Meanwhile, due to their location close to the water, the homes of the Egges and the Ellingsons were saved by the loggers who poured water over them. All the other buildings in New London were destroyed, and the homeless families stayed with the Ellingsons and the Egges until they could put up new shacks.

Logging operations in that area continued when Merrill & Ring joined with Polsons to extend their logging railroad into the scorched standing timber so that it could be salvaged."




Ida Trough says:

"When I was eleven, Herman Walkers moved from New London to Axford. I went with them and attended school there. They were very friendly people and I adored Grandfather Marcus Walker. I went to Humptulips to take the eighth grade examinations.

After that I lived with Kirkaldies. Nellie, Anna, and I had bicycles.

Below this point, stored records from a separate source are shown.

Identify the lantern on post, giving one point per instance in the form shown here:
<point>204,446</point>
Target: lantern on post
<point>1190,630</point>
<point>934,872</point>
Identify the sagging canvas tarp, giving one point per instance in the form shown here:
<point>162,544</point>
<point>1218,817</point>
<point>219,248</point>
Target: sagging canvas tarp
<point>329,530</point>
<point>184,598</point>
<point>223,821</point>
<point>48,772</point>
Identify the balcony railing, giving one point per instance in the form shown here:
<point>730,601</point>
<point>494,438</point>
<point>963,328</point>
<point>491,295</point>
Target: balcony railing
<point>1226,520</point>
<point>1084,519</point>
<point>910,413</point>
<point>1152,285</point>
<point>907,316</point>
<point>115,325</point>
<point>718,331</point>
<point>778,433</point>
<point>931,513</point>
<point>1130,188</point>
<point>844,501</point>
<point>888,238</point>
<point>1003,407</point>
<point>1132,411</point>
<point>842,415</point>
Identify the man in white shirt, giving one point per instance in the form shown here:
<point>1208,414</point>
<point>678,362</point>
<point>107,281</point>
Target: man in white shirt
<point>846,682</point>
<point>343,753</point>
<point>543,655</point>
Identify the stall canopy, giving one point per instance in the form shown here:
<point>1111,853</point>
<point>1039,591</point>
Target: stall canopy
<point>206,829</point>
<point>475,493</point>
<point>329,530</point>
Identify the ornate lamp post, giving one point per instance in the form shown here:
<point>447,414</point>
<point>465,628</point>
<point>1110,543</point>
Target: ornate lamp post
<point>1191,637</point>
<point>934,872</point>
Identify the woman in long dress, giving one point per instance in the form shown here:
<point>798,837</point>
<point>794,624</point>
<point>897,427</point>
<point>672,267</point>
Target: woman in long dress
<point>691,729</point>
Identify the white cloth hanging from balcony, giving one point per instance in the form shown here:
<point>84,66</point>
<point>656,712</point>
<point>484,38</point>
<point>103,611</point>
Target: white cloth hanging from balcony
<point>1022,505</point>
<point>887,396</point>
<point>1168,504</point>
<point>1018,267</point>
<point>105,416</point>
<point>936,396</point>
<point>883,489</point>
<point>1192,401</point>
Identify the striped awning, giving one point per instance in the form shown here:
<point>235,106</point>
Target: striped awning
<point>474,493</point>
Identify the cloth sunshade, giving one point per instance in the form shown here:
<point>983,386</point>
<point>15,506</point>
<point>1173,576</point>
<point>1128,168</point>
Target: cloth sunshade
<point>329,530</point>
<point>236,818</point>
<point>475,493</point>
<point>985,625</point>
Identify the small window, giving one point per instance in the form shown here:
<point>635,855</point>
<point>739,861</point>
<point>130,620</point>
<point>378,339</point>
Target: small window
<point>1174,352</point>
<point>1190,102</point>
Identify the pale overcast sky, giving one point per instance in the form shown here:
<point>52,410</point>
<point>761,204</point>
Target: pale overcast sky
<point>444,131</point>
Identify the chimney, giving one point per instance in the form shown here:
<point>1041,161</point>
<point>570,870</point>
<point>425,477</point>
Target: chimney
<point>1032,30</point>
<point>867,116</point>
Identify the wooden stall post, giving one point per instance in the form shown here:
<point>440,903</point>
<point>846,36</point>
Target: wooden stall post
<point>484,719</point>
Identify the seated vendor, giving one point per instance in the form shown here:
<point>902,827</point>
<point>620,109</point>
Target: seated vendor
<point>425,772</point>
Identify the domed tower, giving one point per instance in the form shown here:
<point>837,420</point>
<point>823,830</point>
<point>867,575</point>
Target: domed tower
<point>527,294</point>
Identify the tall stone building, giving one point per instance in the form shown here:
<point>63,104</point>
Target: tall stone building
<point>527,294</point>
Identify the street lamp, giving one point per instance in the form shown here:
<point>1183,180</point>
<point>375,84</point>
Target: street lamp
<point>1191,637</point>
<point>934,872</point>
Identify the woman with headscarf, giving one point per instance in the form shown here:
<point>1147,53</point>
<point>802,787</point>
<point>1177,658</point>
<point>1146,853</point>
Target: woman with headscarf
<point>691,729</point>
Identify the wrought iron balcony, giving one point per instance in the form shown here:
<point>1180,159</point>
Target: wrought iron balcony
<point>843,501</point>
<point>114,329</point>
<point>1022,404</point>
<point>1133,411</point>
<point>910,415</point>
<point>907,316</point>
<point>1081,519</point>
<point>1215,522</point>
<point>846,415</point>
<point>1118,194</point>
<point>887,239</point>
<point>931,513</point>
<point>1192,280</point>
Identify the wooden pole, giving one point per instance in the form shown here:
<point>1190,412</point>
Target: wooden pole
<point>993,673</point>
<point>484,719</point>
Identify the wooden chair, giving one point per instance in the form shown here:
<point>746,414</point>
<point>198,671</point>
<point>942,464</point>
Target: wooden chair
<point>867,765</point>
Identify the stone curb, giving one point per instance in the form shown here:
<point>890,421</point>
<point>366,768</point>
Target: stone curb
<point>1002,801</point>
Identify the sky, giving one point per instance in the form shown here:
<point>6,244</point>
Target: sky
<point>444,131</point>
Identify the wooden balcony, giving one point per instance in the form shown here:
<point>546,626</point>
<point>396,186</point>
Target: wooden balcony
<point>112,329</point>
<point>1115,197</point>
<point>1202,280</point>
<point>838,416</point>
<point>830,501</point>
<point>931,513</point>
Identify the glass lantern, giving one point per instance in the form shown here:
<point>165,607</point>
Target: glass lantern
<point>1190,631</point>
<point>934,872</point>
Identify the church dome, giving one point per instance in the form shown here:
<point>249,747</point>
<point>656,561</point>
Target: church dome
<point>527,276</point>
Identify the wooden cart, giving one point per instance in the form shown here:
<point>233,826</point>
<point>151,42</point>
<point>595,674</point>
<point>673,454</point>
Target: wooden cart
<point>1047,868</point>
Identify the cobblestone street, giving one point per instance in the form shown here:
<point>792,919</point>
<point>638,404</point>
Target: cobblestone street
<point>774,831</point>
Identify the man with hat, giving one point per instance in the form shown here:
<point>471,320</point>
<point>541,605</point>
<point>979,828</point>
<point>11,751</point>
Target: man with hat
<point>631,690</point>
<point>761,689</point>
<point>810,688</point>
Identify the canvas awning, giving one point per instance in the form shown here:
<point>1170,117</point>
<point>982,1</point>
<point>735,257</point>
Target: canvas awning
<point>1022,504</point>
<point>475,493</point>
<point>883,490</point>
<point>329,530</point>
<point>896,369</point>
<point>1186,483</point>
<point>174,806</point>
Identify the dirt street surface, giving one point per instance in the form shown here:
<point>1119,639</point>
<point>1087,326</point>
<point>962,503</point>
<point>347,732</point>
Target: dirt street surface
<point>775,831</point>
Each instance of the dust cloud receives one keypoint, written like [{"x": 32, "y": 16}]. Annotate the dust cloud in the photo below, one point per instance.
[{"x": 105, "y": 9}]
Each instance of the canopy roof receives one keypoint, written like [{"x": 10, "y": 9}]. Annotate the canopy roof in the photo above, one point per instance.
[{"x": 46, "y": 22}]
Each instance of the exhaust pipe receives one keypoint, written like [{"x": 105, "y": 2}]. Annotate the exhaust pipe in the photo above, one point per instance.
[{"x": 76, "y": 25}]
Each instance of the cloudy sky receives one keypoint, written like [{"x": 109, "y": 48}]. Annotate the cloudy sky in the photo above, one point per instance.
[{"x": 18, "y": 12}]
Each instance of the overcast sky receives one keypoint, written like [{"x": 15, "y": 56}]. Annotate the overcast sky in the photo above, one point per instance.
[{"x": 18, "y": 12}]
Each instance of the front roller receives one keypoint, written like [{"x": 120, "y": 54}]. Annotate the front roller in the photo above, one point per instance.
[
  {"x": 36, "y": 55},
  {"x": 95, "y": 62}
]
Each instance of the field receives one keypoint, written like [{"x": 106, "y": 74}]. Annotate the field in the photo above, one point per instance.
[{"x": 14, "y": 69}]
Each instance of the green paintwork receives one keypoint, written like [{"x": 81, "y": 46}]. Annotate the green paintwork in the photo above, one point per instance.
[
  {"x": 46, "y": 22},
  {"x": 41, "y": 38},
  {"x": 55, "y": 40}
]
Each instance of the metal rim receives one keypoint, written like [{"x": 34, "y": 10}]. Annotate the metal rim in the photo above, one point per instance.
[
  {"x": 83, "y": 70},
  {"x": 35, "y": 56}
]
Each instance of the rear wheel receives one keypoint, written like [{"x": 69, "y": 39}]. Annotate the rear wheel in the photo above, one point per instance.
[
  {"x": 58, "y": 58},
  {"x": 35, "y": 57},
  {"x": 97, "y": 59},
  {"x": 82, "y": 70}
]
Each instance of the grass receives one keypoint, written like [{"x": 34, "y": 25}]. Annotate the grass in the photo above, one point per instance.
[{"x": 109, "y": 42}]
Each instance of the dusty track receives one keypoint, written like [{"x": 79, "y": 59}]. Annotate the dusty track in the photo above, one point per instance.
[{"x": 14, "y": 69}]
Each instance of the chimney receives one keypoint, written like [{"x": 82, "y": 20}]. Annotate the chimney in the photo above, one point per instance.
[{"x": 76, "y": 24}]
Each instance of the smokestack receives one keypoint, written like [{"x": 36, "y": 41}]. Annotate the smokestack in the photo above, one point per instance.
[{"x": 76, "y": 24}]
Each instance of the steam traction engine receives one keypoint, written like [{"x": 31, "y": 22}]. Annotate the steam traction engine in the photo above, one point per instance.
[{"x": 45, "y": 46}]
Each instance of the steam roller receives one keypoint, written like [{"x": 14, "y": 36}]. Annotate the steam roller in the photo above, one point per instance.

We would row across the river and come to high school in Hoquiam.

After graduation, I took a business course and worked in offices. In 1914, I married Richard Trough, and we bought some acreage from my cousin Alfred Nelson. Richard was employed for many years in the office of the Indian Agency in Hoquiam. He passed away in August, 1953.

Also, In 1914, my sister Olena Egge married William Seaman. The Seamans leased and ran the Quinault Hotel which was owned by Olsons. "Connie" was employed as cook. After her husband's death, Mrs. Seaman bought the hotel, which later was destroyed by fire. Some six years afterward Olena married George Miller, of Michigan.

Constance Egge married Joe Brant, a mechanic for Polson Logging Co., and later for Rayonier.

Henry Egge remained a bachelor. He was employed in logging camps, and later had his own logging concern in partnership with Ernest Ellingson. When Polson logged the area he left a huge tree standing as a marker between the Bennett Ellingson and the Dick Trough properties. In 1946 Henry Egge felled it and logged off. He was also interested in mining, and at the time of his death, in 1954, was affiliated with C.W. Jenkins, of Salt Lake City, Utah.

The three sisters still reside at New London (1958)."